The City’s ASR projects were co-funded by the Southwest Florida Water Management District (WMD) as part of their efforts to reduce the stress on drinking water supplies through the use of ASR and aquifer recharge projects. The ASR zone at both locations is the Suwannee Formation (limestone) of the upper Floridan aquifer. The wells are completed between 415 and 714 feet below land surface (bls). The Suwannee is a major source of drinking water in Florida. The Bradenton Bill Evers WTP is 50 miles and one hour south of the GWPC Tampa meeting location.
Manatee County owns the Southwest Water Reclamation Facility (WRF) to treat and reuse or dispose of reclaimed domestic wastewater. Reclaimed water may be used for irrigation particularly at golf courses and parks if the water meets public access treatment criteria. Through the use of high-level disinfection, low levels of biological activity are achieved as measured primarily by fecal coliform bacteria sampling.
During the dry season (winter and spring) the majority of reclaimed water is reused, but during summer and fall, and during other times of wet weather, the excess reclaimed water is injected. Excess water or water not meeting reclaimed standards is directed to a Class I injection well completed below the underground source of drinking water (USDW). A Class V ASR well and a Class V aquifer recharge well at the WRF accept only reclaimed water because they are completed in the USDW. Reclaimed water injected into the USDW qualifies as aquifer recharge under Florida DEP and WMD rules. The availability of a Class I, ASR, and aquifer recharge well at or very close to the same WRF which treats the water is unique in Florida and allows great flexibility to the County as it manages its wastewater disposal options.
The Class I well utilizes the Avon Park Formation (dolomite and limestone) of the upper Floridan aquifer, is completed between 1,067 and 1,659 feet bls, and was operational in the late 1980’s. The ASR well is completed in the Suwannee Formation (limestone) between 510 and 740 feet bls. It was first used in approximately 2005 but was only recently put back into operation after a long period of non-use. The aquifer recharge well is completed in the Avon Park Formation (dolomite and limestone) between 1,015 to 1,850 feet bls, similar to the Class I well. The Manatee County Southwest WRF is 50 miles and one hour south of the GWPC Tampa meeting location.
A Class I injection well was recently drilled and completed to dispose of surface water from a former phosphate mining processing facility. The Piney Point processing facility was built in 1966 and was subject to multiple spills and chemical releases including breaches of the dam for the reservoir which holds the majority of the surface water classified by the state as industrial wastewater. Ownership reverted to the state of Florida after the prior owner filed for bankruptcy. A permitting effort in 2014 by Manatee County to construct a Class I injection well met with little public support and the application was withdrawn.
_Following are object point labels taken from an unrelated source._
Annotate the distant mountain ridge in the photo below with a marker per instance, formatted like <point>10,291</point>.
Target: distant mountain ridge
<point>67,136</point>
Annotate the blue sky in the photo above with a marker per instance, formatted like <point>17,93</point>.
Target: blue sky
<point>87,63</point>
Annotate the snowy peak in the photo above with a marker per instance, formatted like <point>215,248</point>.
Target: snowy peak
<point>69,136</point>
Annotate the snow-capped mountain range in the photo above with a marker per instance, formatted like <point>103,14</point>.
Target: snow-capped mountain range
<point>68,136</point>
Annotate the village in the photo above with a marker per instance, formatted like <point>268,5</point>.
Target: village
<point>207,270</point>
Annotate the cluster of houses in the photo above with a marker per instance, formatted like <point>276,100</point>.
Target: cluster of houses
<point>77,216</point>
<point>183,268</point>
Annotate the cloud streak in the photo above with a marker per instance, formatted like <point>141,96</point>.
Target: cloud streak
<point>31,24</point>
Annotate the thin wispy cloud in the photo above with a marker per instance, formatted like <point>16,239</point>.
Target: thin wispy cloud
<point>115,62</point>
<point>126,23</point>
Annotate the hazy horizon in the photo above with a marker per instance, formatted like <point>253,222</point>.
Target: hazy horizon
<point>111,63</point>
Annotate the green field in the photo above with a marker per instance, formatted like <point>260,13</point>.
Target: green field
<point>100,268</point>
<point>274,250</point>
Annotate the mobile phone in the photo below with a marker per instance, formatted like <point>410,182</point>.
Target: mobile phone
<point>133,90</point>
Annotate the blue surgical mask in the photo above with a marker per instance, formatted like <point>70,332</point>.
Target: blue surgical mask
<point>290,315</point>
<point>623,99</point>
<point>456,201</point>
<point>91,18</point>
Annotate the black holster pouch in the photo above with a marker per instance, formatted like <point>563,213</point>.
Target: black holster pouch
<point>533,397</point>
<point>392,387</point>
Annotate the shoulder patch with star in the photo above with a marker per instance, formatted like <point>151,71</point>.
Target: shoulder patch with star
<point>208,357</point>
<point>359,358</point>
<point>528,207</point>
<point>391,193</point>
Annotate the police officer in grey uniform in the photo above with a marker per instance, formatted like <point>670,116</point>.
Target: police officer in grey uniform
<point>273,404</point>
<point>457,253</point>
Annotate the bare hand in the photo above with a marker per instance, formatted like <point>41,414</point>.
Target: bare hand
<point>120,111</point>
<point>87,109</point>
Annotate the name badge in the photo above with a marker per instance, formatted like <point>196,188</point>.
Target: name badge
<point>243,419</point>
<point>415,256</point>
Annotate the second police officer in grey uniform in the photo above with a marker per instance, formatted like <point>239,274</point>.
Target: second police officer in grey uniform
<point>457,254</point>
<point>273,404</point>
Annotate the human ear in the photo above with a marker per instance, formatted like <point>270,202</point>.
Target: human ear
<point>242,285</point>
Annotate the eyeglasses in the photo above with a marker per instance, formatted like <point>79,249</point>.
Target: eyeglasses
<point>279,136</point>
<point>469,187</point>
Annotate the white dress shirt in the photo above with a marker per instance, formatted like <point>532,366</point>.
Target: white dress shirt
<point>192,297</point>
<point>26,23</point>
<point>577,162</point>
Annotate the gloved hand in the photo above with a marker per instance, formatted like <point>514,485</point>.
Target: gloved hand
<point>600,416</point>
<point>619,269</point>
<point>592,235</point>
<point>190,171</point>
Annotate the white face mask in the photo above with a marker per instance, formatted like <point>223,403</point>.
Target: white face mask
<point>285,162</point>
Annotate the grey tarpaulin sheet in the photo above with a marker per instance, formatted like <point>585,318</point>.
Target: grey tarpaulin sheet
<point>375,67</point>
A leak in the reservoir’s wall in 2021 resulted in the release of 200 million gallons into a stream leading to Tampa Bay. A renewed effort to permit an injection well was successful as the well construction permit was issued in December 2021. Construction was completed in November 2022, and the well was put on-line in April 2023.
The injection interval is the Avon Park and Oldsmar formations (limestone and dolomite) in the lower Floridan aquifer, with a completion depth from 1,933 to 3,400 feet bls. The well can inject up to 1.09 mgd. The Piney Point well location is 40 miles and 45 minutes south of the GWPC Tampa meeting location.